Today’s graduating physicians are more likely than ever before to seek employment in a hospital or large organization than in a private practice.
Avoiding the details of the business side of medicine is one of the main reasons some doctors prefer employment. Ironically, though, today’s employment contracts often include productivity compensation components that require physicians to pay at least some attention to business details.
Some physicians instinctively shy away from such contracts altogether, making it harder to attract the right providers for an open position. And they may do so without realizing that productivity-based compensation may allow them to earn a lot more money. So what can you do to help open physicians’ minds about productivity-based compensation, and build their trust?
"Taking the time to communicate in detail" is invaluable, says Satish Prabhu, M.D., owner and medical director of Rainbow Kids Clinic in Clarksville, Tennessee. Giving as much detail as possible about payment structures builds trust that makes it easier for physicians to ask questions and dig into the calculations in depth.
Seger Morris, D.O., internal medicine program director and division chief, Mississippi internal medicine programs at Baptist Memorial Health Care in Oxford, Mississippi, agrees. "It’s up to the recruiter to break it down. I hate to say you need to dumb it down, but most physicians just don’t have a desire or know where to get the information."
Morris advises giving physician candidates a very explicit explanation of how your compensation plan works. "For example, if it’s an RVU plan, the recruiters should benchmark per-encounter RVUs for that specialty and region and equate that to the number of patients per day the physician will be asked to see. Residents are worried about volume, because they’re used to seeing five to seven patients in a half day. They hear stories about’such-and-such sees 40 per day’ and think ’I can’t do that.’" These kinds of stories cause physicians to distrust productivity compensation from the start. "But if the recruiter can break it down and show exactly how it will work," Morris says, physicians can be reassured.
Andrew Hajde, CMPE, assistant director of association content at the Medical Group Management Association (MGMA), agrees. "Physicians can be intimidated when they hear specific metrics, like ’you’ll have to see 25 patients per day.’ But we know that some patients will take 45 minutes and some only 15. It’s the recruiter’s job to break this down, so candidates can see what’s reasonable and not be scared away."

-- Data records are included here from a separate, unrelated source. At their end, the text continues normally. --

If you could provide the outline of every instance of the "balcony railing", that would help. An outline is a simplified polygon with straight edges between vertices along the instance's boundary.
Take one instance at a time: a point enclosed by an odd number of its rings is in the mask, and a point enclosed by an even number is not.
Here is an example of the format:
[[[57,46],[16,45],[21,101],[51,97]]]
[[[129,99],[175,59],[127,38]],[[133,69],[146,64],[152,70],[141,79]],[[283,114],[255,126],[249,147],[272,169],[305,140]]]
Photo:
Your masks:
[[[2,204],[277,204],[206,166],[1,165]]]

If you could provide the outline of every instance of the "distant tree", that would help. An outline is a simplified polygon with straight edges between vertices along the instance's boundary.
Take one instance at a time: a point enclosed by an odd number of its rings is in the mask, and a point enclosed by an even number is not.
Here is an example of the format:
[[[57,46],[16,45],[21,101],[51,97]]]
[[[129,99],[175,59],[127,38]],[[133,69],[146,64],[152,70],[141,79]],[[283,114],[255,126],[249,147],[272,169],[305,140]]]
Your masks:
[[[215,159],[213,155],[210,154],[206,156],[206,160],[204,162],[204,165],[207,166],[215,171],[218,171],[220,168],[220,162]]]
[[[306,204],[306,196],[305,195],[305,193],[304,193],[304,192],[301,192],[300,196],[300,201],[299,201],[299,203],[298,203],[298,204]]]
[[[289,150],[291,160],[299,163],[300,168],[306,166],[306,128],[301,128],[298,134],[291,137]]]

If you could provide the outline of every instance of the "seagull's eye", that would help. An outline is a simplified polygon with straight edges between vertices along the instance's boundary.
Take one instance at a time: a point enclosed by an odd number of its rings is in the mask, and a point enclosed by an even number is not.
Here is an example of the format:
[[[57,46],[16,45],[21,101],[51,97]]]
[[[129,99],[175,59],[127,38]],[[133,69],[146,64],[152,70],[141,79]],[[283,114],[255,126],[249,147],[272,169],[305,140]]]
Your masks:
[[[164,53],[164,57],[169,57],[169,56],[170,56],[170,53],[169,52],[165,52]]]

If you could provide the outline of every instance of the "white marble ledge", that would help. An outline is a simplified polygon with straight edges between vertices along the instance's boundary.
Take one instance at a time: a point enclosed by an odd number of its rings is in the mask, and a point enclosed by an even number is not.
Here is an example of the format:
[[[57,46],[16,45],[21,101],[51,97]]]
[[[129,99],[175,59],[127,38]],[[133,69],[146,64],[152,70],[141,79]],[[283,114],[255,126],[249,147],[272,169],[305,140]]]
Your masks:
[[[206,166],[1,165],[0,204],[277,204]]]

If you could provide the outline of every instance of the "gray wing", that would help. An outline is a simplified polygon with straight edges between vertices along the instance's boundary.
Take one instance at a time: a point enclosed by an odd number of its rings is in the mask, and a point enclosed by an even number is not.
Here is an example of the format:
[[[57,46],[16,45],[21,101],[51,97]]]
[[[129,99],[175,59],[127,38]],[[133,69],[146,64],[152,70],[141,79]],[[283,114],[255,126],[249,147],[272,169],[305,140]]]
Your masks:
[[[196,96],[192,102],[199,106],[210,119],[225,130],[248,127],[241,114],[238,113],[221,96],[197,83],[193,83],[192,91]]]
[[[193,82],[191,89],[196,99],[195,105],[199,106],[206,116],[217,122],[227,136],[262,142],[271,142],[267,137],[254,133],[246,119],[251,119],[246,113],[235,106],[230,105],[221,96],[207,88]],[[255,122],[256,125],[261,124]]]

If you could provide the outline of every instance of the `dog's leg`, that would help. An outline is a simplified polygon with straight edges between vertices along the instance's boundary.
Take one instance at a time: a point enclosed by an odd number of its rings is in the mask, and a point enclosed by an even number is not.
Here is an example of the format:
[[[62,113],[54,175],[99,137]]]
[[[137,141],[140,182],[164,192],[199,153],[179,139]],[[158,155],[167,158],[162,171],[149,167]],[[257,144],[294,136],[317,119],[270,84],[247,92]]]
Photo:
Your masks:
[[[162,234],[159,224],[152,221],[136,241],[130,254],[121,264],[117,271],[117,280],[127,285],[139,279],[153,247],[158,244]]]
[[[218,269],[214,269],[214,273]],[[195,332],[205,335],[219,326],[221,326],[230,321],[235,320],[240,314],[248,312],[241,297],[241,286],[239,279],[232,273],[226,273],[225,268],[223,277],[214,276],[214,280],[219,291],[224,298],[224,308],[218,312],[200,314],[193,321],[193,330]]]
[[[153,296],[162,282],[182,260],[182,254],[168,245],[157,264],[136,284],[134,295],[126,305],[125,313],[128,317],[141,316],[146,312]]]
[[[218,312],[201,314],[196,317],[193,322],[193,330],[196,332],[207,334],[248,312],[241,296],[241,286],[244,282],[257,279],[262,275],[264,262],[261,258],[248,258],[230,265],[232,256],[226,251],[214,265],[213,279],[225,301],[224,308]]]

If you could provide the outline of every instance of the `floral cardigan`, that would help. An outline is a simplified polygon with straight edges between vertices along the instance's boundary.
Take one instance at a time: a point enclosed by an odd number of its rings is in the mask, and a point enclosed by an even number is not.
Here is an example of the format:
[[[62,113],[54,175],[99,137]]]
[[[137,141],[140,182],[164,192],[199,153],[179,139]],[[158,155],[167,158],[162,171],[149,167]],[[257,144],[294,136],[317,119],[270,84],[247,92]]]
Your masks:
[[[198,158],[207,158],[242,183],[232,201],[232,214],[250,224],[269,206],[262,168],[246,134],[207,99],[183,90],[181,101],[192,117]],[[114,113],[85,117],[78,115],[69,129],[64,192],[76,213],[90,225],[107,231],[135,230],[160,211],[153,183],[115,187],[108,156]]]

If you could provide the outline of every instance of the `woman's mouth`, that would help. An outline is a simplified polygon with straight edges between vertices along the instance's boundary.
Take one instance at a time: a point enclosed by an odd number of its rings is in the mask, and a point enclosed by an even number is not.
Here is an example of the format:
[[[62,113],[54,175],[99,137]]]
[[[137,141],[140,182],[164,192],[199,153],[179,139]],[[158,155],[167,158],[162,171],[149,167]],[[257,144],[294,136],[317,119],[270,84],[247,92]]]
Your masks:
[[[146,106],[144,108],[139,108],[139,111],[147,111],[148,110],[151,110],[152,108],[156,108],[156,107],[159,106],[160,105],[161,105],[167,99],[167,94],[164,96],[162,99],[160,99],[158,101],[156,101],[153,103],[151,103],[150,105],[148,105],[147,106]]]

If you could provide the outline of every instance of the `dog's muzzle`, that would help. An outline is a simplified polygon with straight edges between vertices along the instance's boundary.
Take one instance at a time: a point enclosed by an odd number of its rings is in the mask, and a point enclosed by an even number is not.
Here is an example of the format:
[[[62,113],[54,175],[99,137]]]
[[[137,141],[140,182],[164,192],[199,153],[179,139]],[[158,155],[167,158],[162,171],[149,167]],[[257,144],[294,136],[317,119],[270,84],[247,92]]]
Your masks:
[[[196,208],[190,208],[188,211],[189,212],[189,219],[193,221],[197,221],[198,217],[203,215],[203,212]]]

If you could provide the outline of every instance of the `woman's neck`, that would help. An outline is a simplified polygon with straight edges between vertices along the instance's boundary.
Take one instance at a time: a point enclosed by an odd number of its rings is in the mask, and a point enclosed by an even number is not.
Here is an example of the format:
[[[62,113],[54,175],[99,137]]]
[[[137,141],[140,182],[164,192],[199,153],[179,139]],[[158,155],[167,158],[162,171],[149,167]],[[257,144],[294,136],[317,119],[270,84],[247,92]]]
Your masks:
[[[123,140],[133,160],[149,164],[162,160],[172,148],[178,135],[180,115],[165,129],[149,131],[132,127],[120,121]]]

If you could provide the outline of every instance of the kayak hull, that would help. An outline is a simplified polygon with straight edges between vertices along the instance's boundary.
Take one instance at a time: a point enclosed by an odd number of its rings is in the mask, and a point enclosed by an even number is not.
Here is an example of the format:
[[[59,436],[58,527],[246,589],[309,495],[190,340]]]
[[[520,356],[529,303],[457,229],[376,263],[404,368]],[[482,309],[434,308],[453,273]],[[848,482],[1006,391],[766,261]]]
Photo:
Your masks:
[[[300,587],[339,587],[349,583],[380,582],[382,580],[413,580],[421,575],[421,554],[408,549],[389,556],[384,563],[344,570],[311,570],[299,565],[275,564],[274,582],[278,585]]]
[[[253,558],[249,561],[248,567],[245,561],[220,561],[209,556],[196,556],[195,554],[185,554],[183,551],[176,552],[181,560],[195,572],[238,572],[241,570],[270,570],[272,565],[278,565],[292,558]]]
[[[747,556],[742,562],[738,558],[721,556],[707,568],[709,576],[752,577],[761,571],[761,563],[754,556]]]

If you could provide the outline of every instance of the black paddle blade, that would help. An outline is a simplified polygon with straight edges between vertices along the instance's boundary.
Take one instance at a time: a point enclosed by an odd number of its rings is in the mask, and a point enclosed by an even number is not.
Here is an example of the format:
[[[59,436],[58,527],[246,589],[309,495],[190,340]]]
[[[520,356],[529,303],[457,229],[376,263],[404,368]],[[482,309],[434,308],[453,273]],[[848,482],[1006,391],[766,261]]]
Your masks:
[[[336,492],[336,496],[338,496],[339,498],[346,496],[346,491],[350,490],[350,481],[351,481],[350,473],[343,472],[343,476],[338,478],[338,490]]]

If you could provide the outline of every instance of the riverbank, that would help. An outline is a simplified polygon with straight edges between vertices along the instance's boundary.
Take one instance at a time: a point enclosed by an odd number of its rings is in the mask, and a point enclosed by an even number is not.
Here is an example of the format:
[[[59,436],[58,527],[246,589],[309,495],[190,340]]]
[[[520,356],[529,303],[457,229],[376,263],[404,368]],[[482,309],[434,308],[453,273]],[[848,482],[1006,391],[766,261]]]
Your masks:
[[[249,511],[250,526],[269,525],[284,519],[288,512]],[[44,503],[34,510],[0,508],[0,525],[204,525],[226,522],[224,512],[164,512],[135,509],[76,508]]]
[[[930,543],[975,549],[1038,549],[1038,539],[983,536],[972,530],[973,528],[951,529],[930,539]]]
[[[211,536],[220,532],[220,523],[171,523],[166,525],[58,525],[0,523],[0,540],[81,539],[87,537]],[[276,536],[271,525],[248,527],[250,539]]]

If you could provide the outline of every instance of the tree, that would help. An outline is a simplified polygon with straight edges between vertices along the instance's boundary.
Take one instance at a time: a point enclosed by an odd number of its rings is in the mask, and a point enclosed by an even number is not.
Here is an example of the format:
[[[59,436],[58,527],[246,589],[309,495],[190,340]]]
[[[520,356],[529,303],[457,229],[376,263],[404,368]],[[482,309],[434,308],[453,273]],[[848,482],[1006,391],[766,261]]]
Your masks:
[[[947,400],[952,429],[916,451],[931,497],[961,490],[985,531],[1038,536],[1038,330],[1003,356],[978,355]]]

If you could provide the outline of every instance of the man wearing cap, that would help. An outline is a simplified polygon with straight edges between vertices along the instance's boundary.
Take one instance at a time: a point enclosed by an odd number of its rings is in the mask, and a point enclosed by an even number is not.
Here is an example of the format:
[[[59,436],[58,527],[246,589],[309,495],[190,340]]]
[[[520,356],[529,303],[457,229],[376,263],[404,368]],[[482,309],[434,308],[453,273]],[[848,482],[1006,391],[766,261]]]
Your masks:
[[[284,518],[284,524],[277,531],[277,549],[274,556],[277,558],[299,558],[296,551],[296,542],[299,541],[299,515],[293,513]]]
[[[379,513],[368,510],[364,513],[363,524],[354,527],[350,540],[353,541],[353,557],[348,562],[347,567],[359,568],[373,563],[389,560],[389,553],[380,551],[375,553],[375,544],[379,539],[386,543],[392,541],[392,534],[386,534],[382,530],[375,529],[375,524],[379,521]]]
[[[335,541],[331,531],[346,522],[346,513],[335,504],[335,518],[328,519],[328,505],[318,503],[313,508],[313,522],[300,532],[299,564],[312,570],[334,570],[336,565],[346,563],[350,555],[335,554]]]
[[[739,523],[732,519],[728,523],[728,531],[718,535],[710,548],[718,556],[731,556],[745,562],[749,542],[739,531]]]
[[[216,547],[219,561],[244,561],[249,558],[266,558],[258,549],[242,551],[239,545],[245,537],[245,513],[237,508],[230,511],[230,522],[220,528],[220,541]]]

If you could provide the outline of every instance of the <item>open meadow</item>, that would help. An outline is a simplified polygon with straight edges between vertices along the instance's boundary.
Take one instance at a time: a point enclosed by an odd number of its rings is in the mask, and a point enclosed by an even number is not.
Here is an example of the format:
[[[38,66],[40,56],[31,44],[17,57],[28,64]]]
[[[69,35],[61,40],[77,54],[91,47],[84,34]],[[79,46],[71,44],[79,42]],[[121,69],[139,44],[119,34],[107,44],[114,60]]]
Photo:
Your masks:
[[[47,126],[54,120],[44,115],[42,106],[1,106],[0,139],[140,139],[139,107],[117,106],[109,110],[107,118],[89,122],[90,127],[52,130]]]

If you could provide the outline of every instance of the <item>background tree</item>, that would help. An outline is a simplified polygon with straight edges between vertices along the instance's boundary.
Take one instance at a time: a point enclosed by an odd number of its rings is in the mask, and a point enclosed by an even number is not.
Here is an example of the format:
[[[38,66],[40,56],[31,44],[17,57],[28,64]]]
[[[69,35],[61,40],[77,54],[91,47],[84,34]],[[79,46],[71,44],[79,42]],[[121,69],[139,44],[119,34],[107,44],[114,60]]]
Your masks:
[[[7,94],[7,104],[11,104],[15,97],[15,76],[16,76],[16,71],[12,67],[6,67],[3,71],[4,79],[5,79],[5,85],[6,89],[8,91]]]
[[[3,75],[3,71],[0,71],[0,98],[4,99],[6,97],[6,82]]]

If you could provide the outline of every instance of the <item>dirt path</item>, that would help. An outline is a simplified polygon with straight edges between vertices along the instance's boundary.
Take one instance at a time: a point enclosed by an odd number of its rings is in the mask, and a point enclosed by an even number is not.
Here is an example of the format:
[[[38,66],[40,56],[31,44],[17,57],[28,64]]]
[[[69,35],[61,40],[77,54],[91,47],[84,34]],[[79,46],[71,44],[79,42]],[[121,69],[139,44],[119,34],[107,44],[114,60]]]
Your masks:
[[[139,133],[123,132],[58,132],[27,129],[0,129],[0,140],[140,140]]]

"In my experience, a physician is often handed a contract and encouraged to ask questions, instead of the recruiter taking the time to walk them through examples or explain how calculations are performed," says SamuelGerhardt, D.O., MBA, chief resident of Methodist Hospital in Henderson, Kentucky. "A staff member who has a solid understanding of the employer’s compensation strategy should sit down with the physician to explain the contract and the implications for pay in clear terms, rather than rely on the physician or the physician’s advisers to explain it for them."
Sometimes, physicians’ fears and skepticism are a result of not understanding enough about who a recruiter works for. Transparency about that is key. In-house recruiters should be clear that they work directly for the potential employer, and try to provide actual data about how real physicians in your organization are making their productivity goals.
Recruiters can help physicians educate themselves and build trust by recommending books, websites, and benchmarking tools. Adds Morris: "Recruiters can say, ’I recommend you compare your options, and here are some resources.’ Point them in the right direction to do their own homework.”